Fazia tempo que eu não me apaixonava por um desconhecido. Quase acreditei que meu havia sido coração curado dessas tolices e estava trancado em uma caixinha de metal a sete chaves, nem sinal de telefone chegaria ali. Mas não, longe disso, o acontecimento de hoje me provou o contrário, porém nada que me fizesse obcecar ou sofrer por aquilo, só uma situação leve e cômica, característica de uma comédia romântica padrão.

Hoje eu me apaixonei por um desconhecido. Ele era alto, tinha cabelos bem cortados e arrumados para esquerda, seu rosto era diferente, seus traços eram leves e um pouco femininos, seus olhos e boca me pareciam pequenos para seu formato de rosto, mas tudo em conjunto o tornava tão bonito para o meu pobre coração – ou para meus hormônios, porque a atração talvez seja mais fisiológica do que qualquer outra coisa – de qualquer forma, eu não resisti a tal beleza e me deixei levar por aquela breve paixonite.

Fiz meu pedido à ele no Spoleto, onde ele trabalhava e onde o havia conhecido e visto uma única vez. Talvez o dia lhe tenha trazido estranheza por eu estar ali, uma jovem que muito provavelmente deveria estar nas filas enormes das redes de fast food daquele shopping que estavam numa feroz e estúpida corrida capitalista para conseguir clientes em meio a black friday. Apesar da aparente estranheza, ele foi atencioso ao ouvir o que eu pedia, mas ainda parecia desconfiado e quando finalmente seu colega de trabalho me sugeriu um molho rosê ou algo a mais em meu prato, eu disse:

– Não, não. Só ao sugo mesmo. – Eu já havia pensado esse pedido em casa e até pesquisado a origem dos alimentos e havia descoberto que, nesse mesmo ano, o tal molho sugo do Spoleto havia se tornado vegano e tudo que eu mais precisava nesse dia era um prato de macarrão bem quentinho sem que eu precisasse prepará-lo, já que meu dia andava muito mal.

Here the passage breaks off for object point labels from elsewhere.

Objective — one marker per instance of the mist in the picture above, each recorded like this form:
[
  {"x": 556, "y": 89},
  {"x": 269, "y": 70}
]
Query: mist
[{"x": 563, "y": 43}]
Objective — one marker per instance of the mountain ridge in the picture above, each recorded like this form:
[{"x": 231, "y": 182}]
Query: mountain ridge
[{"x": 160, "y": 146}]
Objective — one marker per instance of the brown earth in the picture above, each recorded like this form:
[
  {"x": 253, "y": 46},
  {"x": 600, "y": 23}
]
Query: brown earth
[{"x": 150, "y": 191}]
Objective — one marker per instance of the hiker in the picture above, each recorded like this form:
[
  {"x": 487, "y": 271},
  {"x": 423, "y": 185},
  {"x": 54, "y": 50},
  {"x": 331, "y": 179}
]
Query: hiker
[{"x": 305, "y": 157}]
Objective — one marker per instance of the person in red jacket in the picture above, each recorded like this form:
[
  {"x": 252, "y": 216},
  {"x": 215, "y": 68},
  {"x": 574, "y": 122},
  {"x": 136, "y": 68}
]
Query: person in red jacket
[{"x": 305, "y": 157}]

E foi nesse instante que ele percebeu e expressou o que pensava e ao entrecortar seu colega que iria dizer mais alguma coisa, ele perguntou:

_ Você não come carne, né?

Eu respondi bem seca que não. Mas em meus pensamentos eu estava muito grata pela atenção que eu havia recebido. Eu estava tão desacostumada a isso que estava por alguns minutos perdida no meu raciocínio. Mal percebi que a moça no caixa já me chamava pela terceira vez e quando notei que estava muito tempo parada olhando para ele, fingi que estava distraída em meus próprios pensamentos, tentando evitar que percebessem como uma simples pergunta havia me afetado. Aquele moço tão bonito prestou atenção, pelo menos o bastante para despertar nele alguma curiosidade sobre mim e isso confortou meu coração – que nesse dia em específico estava precisando de uma ajudinha extra para se acalmar – e recebeu mais do que uma macarronada.

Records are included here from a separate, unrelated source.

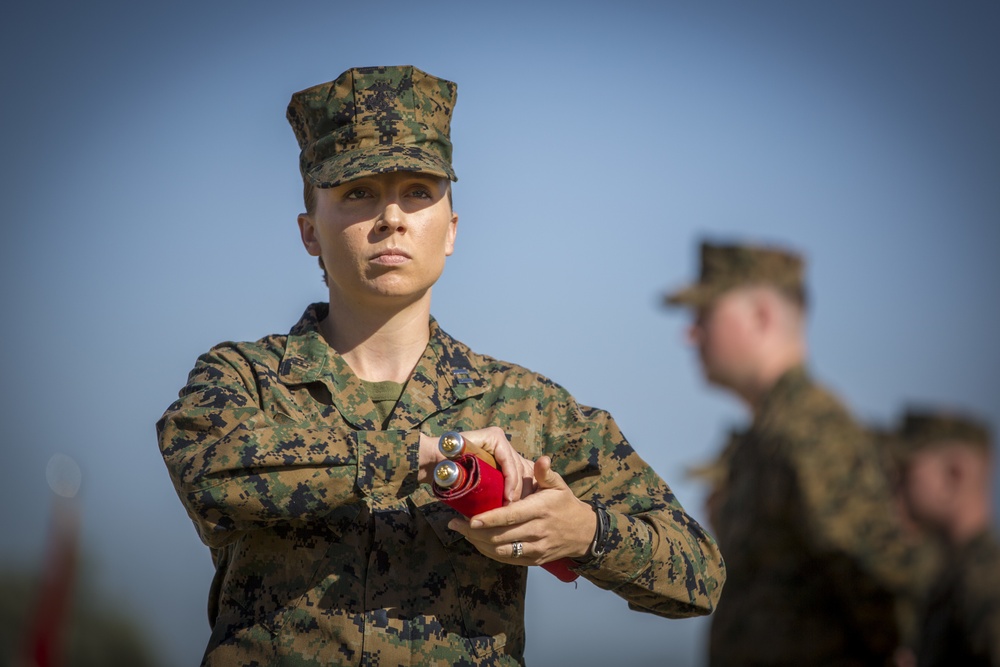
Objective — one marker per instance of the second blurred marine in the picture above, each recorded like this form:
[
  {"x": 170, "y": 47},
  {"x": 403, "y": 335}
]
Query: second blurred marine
[
  {"x": 816, "y": 555},
  {"x": 946, "y": 482}
]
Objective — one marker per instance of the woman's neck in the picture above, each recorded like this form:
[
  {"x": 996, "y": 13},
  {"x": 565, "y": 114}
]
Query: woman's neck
[{"x": 379, "y": 345}]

Toda essa situação me trouxe reflexões que julgo importantes, como a percepção de que o que outras pessoas pensam ou expressam sobre mim tem uma influência enorme em como eu me sinto e isso é algo que tenho que trabalhar. Talvez tenha sido a carência que me levou de volta a uma paixão instantânea e efêmera, mas essa breve memória, ao menos, foi gostosa e renovadora.